Both links gave me some understanding, that I quite recalled even today:
irb(main):002:0> puts :LAFK LAFK => nil irb(main):003:0> puts :LAFK.to_i 16645 => nil irb(main):004:0> puts :LAFK.to_s LAFK => nil irb(main):005:0> puts :LAFK.type (irb):5: warning: Object#type is deprecated; use Object#class Symbol => nil irb(main):006:0> puts :LAFK.class Symbol => nil
Symbols are, in a way, immutable Strings. Strings that will not change, and therefore, should not clutter the memory with repeated occurrences. They serve as great hashcodes (to_i works!) and they won’t allow assignments.
So when I again heard about the immutable Strings topic I had some deeper knowledge, but while Symbols had the immutability down to no assignment works, this is not true for Java Strings. Interned Strings are one, but calling
new String("long name that I don't want to store in memory repeatedly") works around that.
So, there was more to it than I thought. I started looking around and certainly, there was. Beside:
- Immutable = can be cached = good for hashcode
- Immutable = comparing needs not be done char by char!

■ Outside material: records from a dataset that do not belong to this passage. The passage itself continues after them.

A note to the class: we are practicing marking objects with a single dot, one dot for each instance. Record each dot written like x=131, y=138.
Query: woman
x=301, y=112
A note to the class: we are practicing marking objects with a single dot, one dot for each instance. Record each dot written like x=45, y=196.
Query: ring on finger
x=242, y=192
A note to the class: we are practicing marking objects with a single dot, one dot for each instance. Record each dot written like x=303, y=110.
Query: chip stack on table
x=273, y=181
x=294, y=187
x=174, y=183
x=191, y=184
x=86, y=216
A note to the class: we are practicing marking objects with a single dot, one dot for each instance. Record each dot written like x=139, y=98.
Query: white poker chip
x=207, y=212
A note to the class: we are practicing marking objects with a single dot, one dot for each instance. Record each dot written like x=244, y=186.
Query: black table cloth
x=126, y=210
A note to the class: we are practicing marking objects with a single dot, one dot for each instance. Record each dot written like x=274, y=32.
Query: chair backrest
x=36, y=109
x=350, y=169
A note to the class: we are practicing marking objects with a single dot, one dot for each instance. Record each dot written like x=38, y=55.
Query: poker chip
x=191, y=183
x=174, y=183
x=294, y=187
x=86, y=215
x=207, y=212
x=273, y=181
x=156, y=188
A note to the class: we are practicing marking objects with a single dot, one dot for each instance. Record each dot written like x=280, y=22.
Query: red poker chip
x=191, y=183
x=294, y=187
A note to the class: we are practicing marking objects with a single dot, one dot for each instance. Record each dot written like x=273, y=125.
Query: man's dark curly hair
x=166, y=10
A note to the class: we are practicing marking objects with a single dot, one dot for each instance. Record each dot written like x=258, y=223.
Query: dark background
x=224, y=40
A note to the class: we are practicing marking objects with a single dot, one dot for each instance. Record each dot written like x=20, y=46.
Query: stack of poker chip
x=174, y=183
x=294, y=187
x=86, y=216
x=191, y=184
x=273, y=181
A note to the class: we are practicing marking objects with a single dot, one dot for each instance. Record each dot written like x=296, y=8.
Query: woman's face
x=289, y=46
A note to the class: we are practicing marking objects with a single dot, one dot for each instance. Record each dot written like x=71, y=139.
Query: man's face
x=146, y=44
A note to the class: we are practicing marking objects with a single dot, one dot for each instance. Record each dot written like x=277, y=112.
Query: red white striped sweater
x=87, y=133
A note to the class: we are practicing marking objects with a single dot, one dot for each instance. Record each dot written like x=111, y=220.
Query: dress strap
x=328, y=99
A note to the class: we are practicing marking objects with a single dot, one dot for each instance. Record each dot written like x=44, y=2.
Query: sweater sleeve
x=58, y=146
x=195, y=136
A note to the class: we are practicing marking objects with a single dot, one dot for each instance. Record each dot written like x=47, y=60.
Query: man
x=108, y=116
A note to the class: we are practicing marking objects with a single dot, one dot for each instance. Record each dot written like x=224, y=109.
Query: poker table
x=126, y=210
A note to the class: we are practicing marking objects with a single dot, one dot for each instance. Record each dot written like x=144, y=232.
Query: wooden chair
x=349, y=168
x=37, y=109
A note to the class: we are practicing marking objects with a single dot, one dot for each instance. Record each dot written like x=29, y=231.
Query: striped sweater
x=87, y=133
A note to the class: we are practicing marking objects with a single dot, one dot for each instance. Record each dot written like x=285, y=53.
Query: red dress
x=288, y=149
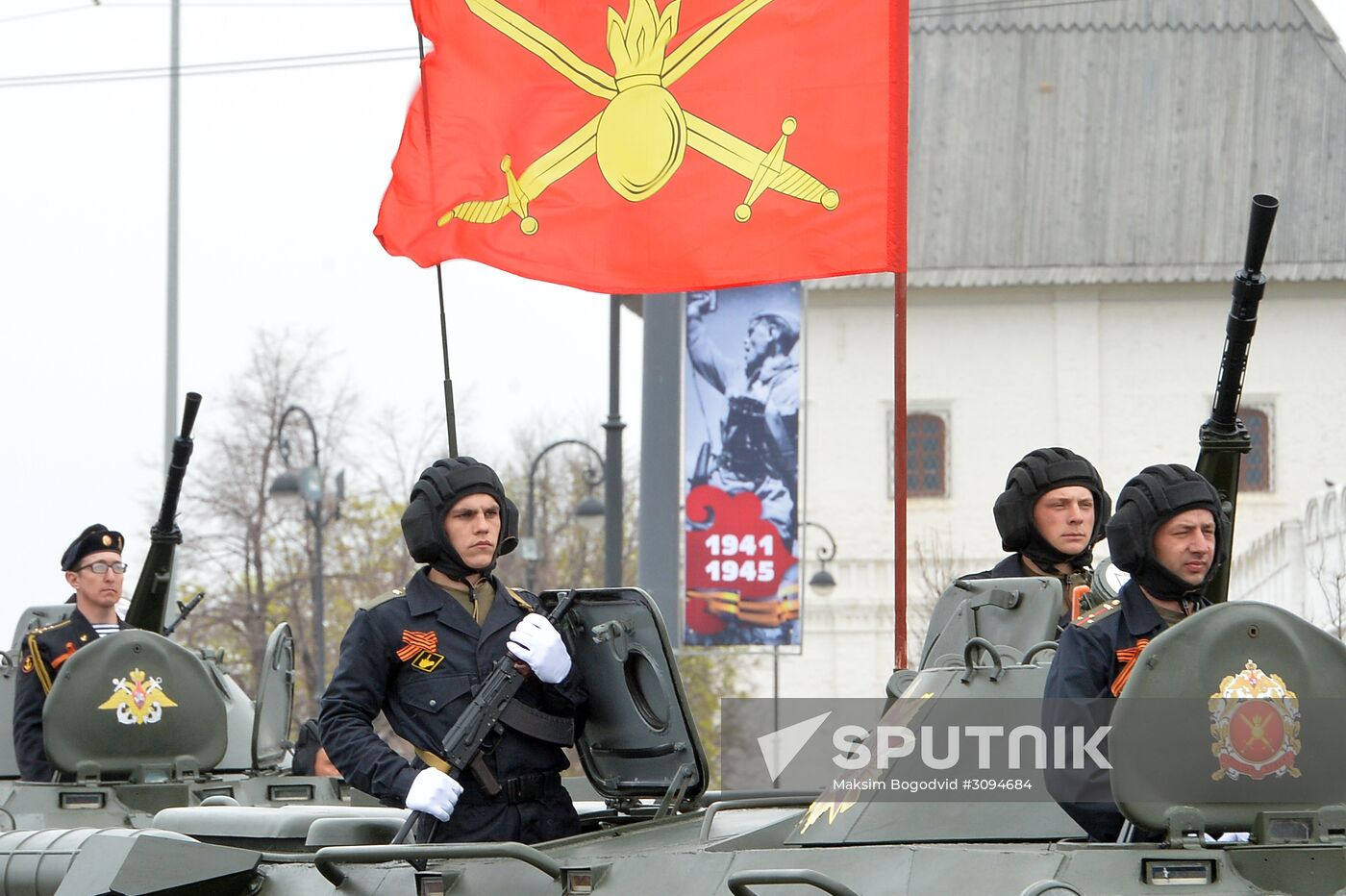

- String interning – good for memory
There also were few other reasons:
- Obvious result of String being final: lots of Java API wanted immutable params and rely on this now. Network or DB connection or file writers accept String parameters.
- Strings are used in classloader so we don’t want them changed in the middle.
This article nicely summarizes it.
Of course there is a lot more to String interning, but what I wanted to actually convey is something else.
Be a polyglot programmer
It’s fun. It broads your horizons. Since our brains work quite often by analogy, seeing same problems being tackled differently helps understand them better. So, even if your primary language is something you like and feel comfortable with, stray off “the right path” once in a while.
I learned quite a lot about String interning in general and in Java thanks to Ruby symbols.
Similarly, I understood better the pass-by-value in Java thanks to C pointers.
It pays to know other languages. Or, as Bach (not the composer but the tester) would say: knowledge attracts knowledge.